Find answers, ask questions, and share your expertise

distcp update difference between two snapshot syntax

avatar

Hi,

Can anyone provide me syntax and sample example for checking the difference between two snapshot and move that difference data to target cluster using distcp?

AIM:

I have two clusters clusterA and ClusterB. I have recently built ClusterB and moving all the data from clusterA to clusterB. Before moving the data I have taken the snapshot on cluster A. During the interval of transferring the data, as the cluster A is still in active state the data got changed. Now I want to move only changed data from cluster A to cluster B. can someone provide me syntax with simple example like how can I get difference and move the changed data.

Thanks in advance.

1 ACCEPTED SOLUTION

avatar

@SBandaru - Below is an excellent article on HCC explaining distcp with Snapshots:

https://community.hortonworks.com/articles/71775/managing-hadoop-dr-with-distcp-and-snapshots.html

From the article:

  • Source must support 'snapshots'
hdfs dfsadmin -allowSnapshot <path>
  • Target is "read-only"
  • Target, after initial baseline 'distcp' sync needs to support snapshots.

Process

  • Identify the source and target 'parent' directory
    • Do not initially create the destination directory, allow the first distcp to do that. For example: If I want to sync source `/data/a` with `/data/a_target`, do *NOT* pre-create the 'a_target' directory.
  • Allow snapshots on the source directory
hdfs dfsadmin -allowSnapshot /data/a
  • Create a Snapshot of /data/a
hdfs dfs -createSnapshot /data/a s1
  • Distcp the baseline copy (from the atomic snapshot). Note: /data/a_target does NOT exists prior to the following command.
hadoop distcp /data/a/.snapshot/s1 /data/a_target
  • Allow snapshots on the newly create target directory
hdfs dfsadmin -allowSnapshot /data/a_target
  • At this point /data/a_target should be considered "read-only". Do NOT make any changes to the content here.
  • Create a matching snapshot in /data/a_target that matches the name of the snapshot used to build the baseline
hdfs dfs -createSnapshot /data/a_target s1
  • Add some content to the source directory /data/a. Make changes, add, deletes, etc. that need to be replicated to /data/a_target.
  • Take a new snapshot of /data/a
hdfs dfs -createSnapshot /data/a s2
  • Just for fun, check on whats changed between the two snapshots
hdfs snapshotDiff /data/a s1 s2
  • Ok, now let's migrate the changes to /data/a_target
hadoop distcp -diff s1 s2 -update /data/a /data/a_target
  • When that's completed, finish the cycle by creating a matching snapshot on /data/a_target
hdfs dfs -createSnapshot /data/a_target s2

That's it. You've completed the cycle. Rinse and repeat.
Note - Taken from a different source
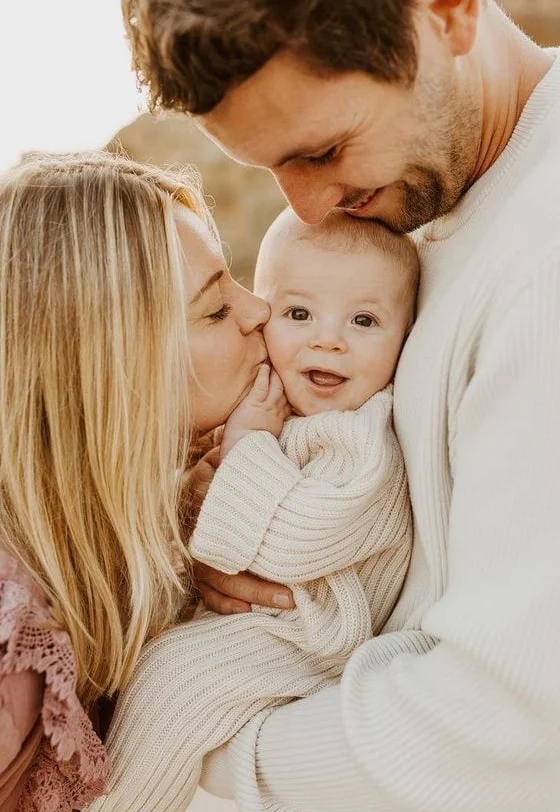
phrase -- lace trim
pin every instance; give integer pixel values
(72, 765)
View solution in original post

10 REPLIES 10

avatar
Rising Star

Guys there is challenge I am facing .. when I am running the snapshotdiff from a remote cluster it is failing with snapshot not found error even though it is available .. do we have any solution for this .. we built a DR cluster and running distcp from DR to utilize the DR resources instead of overloading the PROD .. any solution how this can be achived..